West Bank tense as Jews, Arabs fear more bombs
| Jerusalem
Leading West Bank Palestinian mayors are operating at a higher level of visibility and importance than before the June 2 car bombing incidents that maimed two of their colleagues -- but only outside the occupied West Bank itself.
This may have a future impact on their influence and status within the Palestine Liberation Organization (PLO) -- which they all support. But for the time being, in their absence, the West Bank population is tense.
It is fearful and uncertain whether there will be more explosions and, if so, whether they will come from Jewish or Arab Terrorists. Meanwhile, the uneasy calm was again disturbed June 10 when a shot fired from Jerusalem's Old City walls wounded an Israeli border policeman as he was patrolling the area.
Prominent West Bank Mayor Bassam Shaka of Nablus, who lost both legs in his booby-trapped car, has taken on unassailable hero and martyr status. He is now in an Amman, Jordan, hospital bed to which he was transfered when he refused to seek further treatment in an Israeli hospital.
PLO chief Yasser Arafat, who has been at odds with Mayor Shaka because of the latter's key role in a West Bank political directorate that often has acted independently of the PLO, came to Amman to call on the mayor. Mayor Shaka reportedly was uncooperative about yielding to Mr. Arafat's request that the directorate, the National Guidance Committee, be more acquiescent to PLO tactical commands in the future.
Ironically, in the 1950s Mayor Shaka was forced into Syrian exile for several years by Jordan because of his political activities in the pan-Arab, Syrian-sponsored Baath party. Now treated as an honored guest in Amman, he was snubbed last year by the Jordanians when his request for municipal funding was held up during the first visit to Amman since Israel occupied the Jordan West Bank in 1967.

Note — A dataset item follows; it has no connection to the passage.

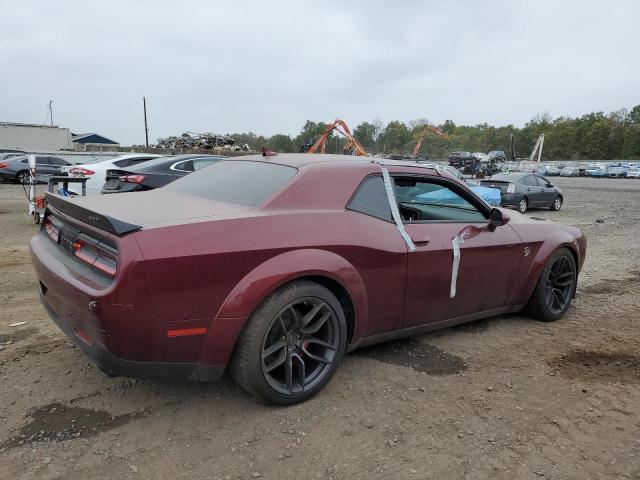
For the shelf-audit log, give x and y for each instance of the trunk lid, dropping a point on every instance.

Meanwhile, Mayors Muhammad Milhem of Halhul and Fahd Kawasmeh of Hebron, deported last month after the killing of six Jewish settlers in Hebron by unknown Palestinian assailants, are acquiring more status among Palestinians because of the world publicity they are garnering through appearances in Europe and the United States.
Their talk to a Jewish audience in Washington -- both frequently had met with Israel groups here -- reportedly caused consternation in the Israeli government because of concern that united American Jewish support for Israel might be cracking.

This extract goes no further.